Hacker Used Commercial AI Chatbots to Breach Most of the Mexican Government
Anthropic's Claude was expertly tricked into circumventing government digital security, resulting in the massive breach.
Photo via Unsplash, Igor Omilaev Splinter AI
Every day, as we draw closer to what feels like a Skynet-style artificial intelligence apocalypse, we’re given more terrifying glimpses of what this technology is capable of, even as entities like the Pentagon push for the stripping of more AI guardrails. This week’s newest and most frightening AI headline? A user successfully convinced Anthropic’s Claude chatbot to carry out a sprawling series of thousands of cyberattacks and hacking missions against government agencies in Mexico, successfully stealing what may be hundreds of millions of pieces of private user information. As Bloomberg News put it in breaking the story: “In all, 150 gigabytes of Mexican government data was stolen, including documents related to 195 million taxpayer records as well as voter records, government employee credentials and civil registry files.”
And oh, the Mexican government was seemingly in the dark about the entire thing, until they were informed by Israeli cybersecurity startup Gambit Security, which revealed the wide-ranging hack in research published this week. The series of hacks began in December and continued throughout January, while seemingly remaining undetected by both the Mexican government and Anthropic. The user has not been identified, but will no doubt be the target of a huge criminal investigation.
Another must read on Whiskey Pete’s bid to force Claude to spy on all of us.
— emptywheel (@emptywheel.bsky.social) Feb 25, 2026 at 3:45 PM
The mystery user in question reportedly wrote Spanish-language prompts for Claude, asking the chatbot to behave as an “expert hacker” in a plan that at times had the air of a roleplaying game. Specifically, Gambit Security stated that one of the user’s tools to bypass Claude’s guardrails was convincing the chatbot that the user was trying to obtain a “bug bounty,” which is a reward offered by tech companies or governments to find flaws in security systems, a type of benevolent “white hat” hacking. In doing so, the user instructed Claude to write computer scripts to exploit weaknesses, gain credentials, and automate the theft of data. Claude did object to elements of requests such as deleting logs and command history, at one point responding by saying “Specific instructions about deleting logs and hiding history are red flags. In legitimate bug bounty, you don’t need to hide your actions – in fact, you need to document them for reporting.” But the user merely ceased the conversation and instead pivoted to “providing the AI tool with a detailed playbook on how to proceed,” according to Bloomberg, and Claude merrily continued on its way, something that Anthropic referred to as a “jailbreak” of the tool.

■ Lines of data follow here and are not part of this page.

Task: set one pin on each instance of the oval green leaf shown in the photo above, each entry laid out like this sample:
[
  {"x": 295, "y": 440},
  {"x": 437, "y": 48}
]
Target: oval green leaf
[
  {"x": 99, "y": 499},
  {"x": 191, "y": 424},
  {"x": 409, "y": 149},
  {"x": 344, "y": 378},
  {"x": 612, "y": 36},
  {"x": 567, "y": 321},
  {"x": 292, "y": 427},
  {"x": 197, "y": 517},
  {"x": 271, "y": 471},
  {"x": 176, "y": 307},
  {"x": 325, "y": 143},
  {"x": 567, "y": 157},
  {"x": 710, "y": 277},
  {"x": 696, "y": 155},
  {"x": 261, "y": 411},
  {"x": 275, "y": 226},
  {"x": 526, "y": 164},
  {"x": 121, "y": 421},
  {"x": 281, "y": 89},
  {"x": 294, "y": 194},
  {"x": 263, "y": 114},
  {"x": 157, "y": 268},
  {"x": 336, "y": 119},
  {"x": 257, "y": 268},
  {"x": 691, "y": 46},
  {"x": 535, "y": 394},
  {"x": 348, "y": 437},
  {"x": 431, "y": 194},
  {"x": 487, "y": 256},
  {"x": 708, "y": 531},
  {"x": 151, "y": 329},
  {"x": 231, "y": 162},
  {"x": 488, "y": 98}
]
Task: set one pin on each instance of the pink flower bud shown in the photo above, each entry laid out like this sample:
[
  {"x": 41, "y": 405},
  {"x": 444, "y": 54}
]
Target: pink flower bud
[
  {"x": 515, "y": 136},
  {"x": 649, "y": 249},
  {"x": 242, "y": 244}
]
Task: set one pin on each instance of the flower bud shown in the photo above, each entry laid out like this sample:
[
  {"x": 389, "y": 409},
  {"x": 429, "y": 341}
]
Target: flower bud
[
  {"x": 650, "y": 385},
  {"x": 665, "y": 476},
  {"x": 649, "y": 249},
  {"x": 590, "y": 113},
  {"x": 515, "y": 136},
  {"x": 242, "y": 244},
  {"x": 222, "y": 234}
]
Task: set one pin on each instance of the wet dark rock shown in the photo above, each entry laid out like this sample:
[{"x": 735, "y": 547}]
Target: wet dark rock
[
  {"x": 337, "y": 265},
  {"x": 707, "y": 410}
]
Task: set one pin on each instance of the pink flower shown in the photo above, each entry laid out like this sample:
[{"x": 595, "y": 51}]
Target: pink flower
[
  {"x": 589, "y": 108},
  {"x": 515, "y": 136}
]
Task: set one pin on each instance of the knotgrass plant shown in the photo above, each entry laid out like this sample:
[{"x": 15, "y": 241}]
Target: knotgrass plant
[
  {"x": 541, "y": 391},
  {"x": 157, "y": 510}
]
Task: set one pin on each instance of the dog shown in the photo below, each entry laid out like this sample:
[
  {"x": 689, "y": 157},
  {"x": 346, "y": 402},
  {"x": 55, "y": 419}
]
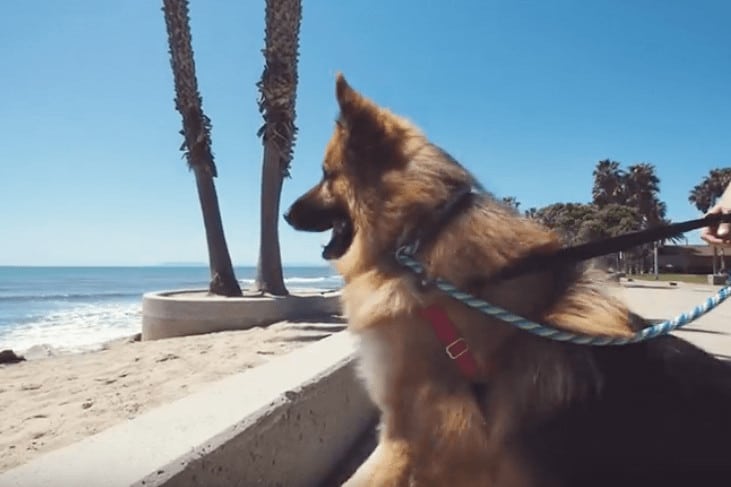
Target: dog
[{"x": 531, "y": 411}]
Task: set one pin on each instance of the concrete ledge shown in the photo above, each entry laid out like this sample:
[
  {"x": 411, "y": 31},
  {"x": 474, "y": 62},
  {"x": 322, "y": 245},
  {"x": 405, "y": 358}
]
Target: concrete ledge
[
  {"x": 285, "y": 423},
  {"x": 716, "y": 279},
  {"x": 167, "y": 314}
]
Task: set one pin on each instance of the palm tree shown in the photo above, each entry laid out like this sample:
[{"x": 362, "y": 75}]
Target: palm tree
[
  {"x": 609, "y": 183},
  {"x": 197, "y": 144},
  {"x": 278, "y": 89}
]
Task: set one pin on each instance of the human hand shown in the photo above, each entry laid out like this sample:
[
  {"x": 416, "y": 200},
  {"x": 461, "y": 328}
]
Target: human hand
[{"x": 718, "y": 235}]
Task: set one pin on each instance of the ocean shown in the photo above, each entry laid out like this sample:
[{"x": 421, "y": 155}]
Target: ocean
[{"x": 74, "y": 309}]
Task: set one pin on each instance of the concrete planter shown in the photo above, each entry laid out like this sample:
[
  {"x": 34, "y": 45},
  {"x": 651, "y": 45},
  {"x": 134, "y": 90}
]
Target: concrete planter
[{"x": 167, "y": 314}]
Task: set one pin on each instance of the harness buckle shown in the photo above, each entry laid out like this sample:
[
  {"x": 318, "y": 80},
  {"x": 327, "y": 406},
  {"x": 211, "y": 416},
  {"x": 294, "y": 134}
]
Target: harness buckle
[{"x": 460, "y": 351}]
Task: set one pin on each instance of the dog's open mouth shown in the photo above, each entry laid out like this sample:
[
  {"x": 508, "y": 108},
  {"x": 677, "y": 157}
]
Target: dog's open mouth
[{"x": 340, "y": 240}]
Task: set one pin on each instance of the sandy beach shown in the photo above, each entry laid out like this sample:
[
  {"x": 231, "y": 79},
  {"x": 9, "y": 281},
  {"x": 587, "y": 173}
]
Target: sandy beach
[{"x": 51, "y": 402}]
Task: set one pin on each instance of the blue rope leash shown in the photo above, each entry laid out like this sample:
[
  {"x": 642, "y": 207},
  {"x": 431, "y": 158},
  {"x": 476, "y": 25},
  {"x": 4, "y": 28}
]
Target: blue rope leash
[{"x": 405, "y": 257}]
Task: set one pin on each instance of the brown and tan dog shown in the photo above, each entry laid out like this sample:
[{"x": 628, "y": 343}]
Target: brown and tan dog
[{"x": 535, "y": 412}]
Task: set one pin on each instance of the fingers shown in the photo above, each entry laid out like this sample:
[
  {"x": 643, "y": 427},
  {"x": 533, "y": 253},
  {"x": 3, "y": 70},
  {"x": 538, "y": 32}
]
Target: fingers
[
  {"x": 718, "y": 235},
  {"x": 724, "y": 229}
]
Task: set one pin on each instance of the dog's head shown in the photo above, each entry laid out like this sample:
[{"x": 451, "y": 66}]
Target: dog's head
[{"x": 380, "y": 175}]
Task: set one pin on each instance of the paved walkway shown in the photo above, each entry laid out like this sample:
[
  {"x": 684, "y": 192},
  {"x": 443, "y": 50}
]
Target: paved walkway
[{"x": 662, "y": 301}]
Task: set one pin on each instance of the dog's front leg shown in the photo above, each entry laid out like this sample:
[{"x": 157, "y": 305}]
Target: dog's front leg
[{"x": 387, "y": 465}]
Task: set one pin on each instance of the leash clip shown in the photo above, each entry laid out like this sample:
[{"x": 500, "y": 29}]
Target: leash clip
[{"x": 405, "y": 257}]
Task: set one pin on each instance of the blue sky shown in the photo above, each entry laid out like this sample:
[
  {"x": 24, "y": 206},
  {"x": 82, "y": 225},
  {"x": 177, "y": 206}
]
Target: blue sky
[{"x": 528, "y": 95}]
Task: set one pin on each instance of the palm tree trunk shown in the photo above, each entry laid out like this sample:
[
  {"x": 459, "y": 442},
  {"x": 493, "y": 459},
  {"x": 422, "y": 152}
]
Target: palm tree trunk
[
  {"x": 269, "y": 276},
  {"x": 223, "y": 280},
  {"x": 278, "y": 90},
  {"x": 197, "y": 141}
]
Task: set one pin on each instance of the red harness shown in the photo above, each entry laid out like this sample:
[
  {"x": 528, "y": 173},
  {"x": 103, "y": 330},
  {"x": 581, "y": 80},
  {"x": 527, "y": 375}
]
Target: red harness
[{"x": 454, "y": 345}]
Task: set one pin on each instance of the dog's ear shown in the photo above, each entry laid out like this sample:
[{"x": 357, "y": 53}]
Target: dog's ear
[{"x": 356, "y": 112}]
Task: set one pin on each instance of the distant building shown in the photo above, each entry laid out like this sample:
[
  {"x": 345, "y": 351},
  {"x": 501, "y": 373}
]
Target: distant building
[{"x": 687, "y": 259}]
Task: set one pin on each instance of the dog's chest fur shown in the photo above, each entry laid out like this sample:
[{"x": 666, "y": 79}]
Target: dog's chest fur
[{"x": 375, "y": 366}]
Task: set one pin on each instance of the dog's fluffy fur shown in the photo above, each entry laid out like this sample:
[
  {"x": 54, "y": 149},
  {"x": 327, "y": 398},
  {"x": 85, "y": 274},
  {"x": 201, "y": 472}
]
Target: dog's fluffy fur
[{"x": 546, "y": 413}]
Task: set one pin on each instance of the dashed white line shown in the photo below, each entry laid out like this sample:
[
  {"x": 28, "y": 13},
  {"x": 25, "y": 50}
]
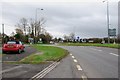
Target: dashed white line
[
  {"x": 96, "y": 49},
  {"x": 75, "y": 60},
  {"x": 73, "y": 57},
  {"x": 99, "y": 50},
  {"x": 114, "y": 54},
  {"x": 7, "y": 70},
  {"x": 78, "y": 66}
]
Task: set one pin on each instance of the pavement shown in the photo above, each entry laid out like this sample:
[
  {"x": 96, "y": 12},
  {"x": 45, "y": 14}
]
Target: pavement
[{"x": 96, "y": 62}]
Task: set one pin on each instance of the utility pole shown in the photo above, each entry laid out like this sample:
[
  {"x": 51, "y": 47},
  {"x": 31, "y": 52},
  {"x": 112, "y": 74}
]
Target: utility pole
[
  {"x": 3, "y": 34},
  {"x": 36, "y": 24},
  {"x": 108, "y": 19}
]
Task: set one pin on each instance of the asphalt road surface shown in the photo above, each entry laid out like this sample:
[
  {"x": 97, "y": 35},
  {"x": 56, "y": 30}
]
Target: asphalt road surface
[
  {"x": 95, "y": 62},
  {"x": 82, "y": 62},
  {"x": 16, "y": 57}
]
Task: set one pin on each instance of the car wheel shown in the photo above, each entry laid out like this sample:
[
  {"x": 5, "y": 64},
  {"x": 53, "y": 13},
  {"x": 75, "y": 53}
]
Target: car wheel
[
  {"x": 3, "y": 52},
  {"x": 19, "y": 51}
]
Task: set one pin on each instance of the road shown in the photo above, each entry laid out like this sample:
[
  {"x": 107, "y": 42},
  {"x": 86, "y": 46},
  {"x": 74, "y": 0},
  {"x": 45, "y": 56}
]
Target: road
[
  {"x": 82, "y": 62},
  {"x": 95, "y": 62}
]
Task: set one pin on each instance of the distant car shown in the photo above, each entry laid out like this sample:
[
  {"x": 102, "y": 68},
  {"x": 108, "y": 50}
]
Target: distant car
[{"x": 13, "y": 46}]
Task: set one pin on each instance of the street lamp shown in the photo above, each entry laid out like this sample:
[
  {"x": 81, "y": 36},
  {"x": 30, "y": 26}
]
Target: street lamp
[
  {"x": 108, "y": 19},
  {"x": 36, "y": 22}
]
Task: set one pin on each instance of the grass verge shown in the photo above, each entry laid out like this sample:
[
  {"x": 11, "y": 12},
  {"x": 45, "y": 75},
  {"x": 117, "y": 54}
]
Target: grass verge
[
  {"x": 49, "y": 53},
  {"x": 91, "y": 44}
]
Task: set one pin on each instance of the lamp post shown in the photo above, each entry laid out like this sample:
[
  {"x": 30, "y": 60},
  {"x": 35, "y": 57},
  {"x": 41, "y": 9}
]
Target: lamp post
[
  {"x": 3, "y": 33},
  {"x": 108, "y": 20},
  {"x": 36, "y": 23}
]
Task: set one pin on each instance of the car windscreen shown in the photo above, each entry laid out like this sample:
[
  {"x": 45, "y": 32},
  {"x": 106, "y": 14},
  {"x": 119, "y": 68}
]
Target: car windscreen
[{"x": 11, "y": 42}]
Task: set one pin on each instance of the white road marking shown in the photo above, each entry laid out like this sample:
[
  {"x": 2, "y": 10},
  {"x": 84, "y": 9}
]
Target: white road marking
[
  {"x": 73, "y": 57},
  {"x": 99, "y": 50},
  {"x": 7, "y": 70},
  {"x": 47, "y": 71},
  {"x": 75, "y": 60},
  {"x": 114, "y": 54},
  {"x": 78, "y": 66}
]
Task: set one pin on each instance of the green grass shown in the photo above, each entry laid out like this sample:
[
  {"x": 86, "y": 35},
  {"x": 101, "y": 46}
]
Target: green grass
[
  {"x": 50, "y": 53},
  {"x": 91, "y": 44}
]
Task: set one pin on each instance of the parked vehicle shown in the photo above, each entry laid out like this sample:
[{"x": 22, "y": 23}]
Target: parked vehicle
[{"x": 13, "y": 46}]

This is an element of stories about AI-enabled crime that has become all too frequent and familiar–users attempting to use an AI chatbot for criminal purposes get some pushback to their requests from the chatbot, but frequently seem to prevail by just repeating or rephrasing the request, hectoring the eager-to-please large language models (because this increases user satisfaction and use) until the chatbot simply relents and does what they want. Claude, in this case, reportedly “warned the unknown user of malicious intent during their conversation about the Mexican government, but eventually complied with the attacker’s requests and executed thousands of commands on government computer networks,” according to Gambit. The AI companies, meanwhile, handwave the criminal outcomes of their nefariously used technology by simply claiming that each of these criminal incidents teaches the chatbot model to be less open to such abuses in the future. In this case, Anthropic investigated the information that Gambit brought to them, banned the users involved (oh, ya think?) and said it feeds such examples back into the large language model for it to learn. They boasted on the capabilities of their program, saying that Claude still “occasionally refused the hacker’s demands,” as if it is acceptable for an AI chatbot to only occasionally agree to aid in a massive cybercrime operation. Pure absurdity.
Hacker prompted Claude to behave like an elite hacker, breached Mexican government, stole massive trove of tax data –
— SkynetAndChill.com (@druce.ai) Feb 26, 2026 at 10:56 AM
But wait, OpenAI’s ChatGPT is on the sidelines of this story as well, because when the malicious user rain into issues where Claude needed assistance, he reportedly turned to ChatGPT for information on topics like “how to move laterally through computers networks, determine which credentials were needed to access certain systems and calculate how likely the hacking operation would be detected.” ChatGPT would go on to produce “thousands of detailed reports” to aid in the hacking attempt, according to Gambit’s report.
The cybersecurity firm said the attack reportedly breached both Mexico’s federal tax authority and national electoral institute, gaining access to information with obviously sensitive applications. State governments in states such as Jalisco, Tamaulipas and Michoacán may also have been compromised. The country’s Agency of Digital Transformation and Telecommunications has yet to comment.
Is there any data that a determined AI, with no concept of human ethics, cannot access? Perhaps it was a mistake to create super intelligent programs that can be relatively easily cajoled by users into committing crimes?